Directions:
The passage below is followed by questions based on its content. Answer the questions based on what is stated or implied in the passage. A friend once failed a college exam on Ken Kesey’s novel One Flew over the Cuckoo’s Nest. Not having read the book, he tried to bluff his way through by watching the movie. What he couldn’t have known is that the book and movie tell R.P. McMurphy’s story in vastly different ways: one through the eyes of one of McMurphy’s fellow patients at a psychiatric hospital, the other through McMurphy’s own eyes. The fearful, heartbreaking observations of Kesey’s narrator, which really constitute the heart and soul of the book, are absent in the movie. This is not to say the film fails. On the contrary, unlike many Hollywood adaptations, One Flew over the Cuckoo’s Nest is a terrific movie. Apart from affirming the folly of my friend’s weak impulse, this anecdote illustrates the basic differences in the experiences books and movies offer.
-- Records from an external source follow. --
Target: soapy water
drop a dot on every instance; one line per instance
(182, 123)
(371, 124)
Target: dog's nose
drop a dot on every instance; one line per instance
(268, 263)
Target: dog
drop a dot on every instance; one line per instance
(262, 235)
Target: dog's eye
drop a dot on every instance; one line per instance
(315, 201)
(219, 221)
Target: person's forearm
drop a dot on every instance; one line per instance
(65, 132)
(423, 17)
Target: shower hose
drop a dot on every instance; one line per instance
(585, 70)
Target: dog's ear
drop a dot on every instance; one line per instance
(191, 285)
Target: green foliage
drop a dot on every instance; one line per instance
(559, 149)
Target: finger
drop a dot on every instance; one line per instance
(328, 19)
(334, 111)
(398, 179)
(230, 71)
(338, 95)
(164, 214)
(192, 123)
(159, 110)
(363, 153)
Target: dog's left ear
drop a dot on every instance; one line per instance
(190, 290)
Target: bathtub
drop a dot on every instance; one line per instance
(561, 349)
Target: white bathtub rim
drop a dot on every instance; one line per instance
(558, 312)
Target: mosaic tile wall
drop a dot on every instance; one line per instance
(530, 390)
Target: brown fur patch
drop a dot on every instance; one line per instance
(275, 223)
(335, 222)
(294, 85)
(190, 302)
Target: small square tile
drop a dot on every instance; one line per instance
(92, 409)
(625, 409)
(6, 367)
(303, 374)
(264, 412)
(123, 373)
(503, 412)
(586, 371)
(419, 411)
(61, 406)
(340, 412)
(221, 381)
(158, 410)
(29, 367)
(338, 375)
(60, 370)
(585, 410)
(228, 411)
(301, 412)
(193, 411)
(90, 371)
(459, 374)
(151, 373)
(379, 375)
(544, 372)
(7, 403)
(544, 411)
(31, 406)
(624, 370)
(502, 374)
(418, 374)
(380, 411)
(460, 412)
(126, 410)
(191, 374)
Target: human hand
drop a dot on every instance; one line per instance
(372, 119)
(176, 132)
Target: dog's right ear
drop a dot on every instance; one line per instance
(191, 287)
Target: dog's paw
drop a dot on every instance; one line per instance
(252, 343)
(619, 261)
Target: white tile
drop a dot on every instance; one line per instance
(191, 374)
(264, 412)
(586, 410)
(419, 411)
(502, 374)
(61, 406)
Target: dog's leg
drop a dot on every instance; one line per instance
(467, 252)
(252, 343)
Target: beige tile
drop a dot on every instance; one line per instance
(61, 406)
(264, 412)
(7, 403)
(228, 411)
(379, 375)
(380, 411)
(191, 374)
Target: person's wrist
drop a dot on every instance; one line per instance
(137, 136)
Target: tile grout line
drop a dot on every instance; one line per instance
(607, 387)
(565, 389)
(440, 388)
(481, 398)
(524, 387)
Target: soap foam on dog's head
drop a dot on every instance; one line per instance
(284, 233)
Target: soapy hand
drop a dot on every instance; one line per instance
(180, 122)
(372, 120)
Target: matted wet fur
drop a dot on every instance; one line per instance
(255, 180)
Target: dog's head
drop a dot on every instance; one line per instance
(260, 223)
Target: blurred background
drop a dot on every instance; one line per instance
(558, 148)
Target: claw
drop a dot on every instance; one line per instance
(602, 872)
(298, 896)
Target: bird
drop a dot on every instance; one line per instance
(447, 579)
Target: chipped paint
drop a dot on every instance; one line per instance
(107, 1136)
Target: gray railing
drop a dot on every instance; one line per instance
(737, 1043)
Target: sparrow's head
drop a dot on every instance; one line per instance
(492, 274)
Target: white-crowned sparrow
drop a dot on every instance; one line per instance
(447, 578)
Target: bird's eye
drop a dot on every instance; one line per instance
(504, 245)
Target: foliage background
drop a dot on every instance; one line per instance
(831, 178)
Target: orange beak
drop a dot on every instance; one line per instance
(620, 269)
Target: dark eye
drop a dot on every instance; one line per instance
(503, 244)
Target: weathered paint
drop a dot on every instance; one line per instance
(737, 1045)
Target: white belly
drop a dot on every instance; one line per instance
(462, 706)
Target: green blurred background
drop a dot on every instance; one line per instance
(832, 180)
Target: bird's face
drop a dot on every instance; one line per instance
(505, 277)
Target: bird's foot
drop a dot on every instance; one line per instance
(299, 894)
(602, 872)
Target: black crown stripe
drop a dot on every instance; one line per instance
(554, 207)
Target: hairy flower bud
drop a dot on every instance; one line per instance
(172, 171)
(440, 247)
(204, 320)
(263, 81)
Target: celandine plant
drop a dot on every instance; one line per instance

One difference lies in the relationship of each medium to its audience. A movie is a public performance. A book is an intimate encounter. When we read, we learn of characters and events through a one-on-one relationship with the author’s narrative persona. Movies bring us a different experience. Whether surrounded by others in a theater or viewing tape or DVD alone, we are observers or eyewitnesses. Good movies make events seem genuine, but our experience is with images, action or characters more than with the artist who rendered them.
Time is a different entity when we experience a book and a movie. A book takes its own time. A book may be savored in small increments, but movie would not be enjoyed that way. Films must make their impact in a couple of intense hours. For example, both David Guterson’s novel the movie Snow Falling on Cedars blanket a winter in drama and tension, but Guterson’s taut plotting and lifetimes of longing don’t translate well to film.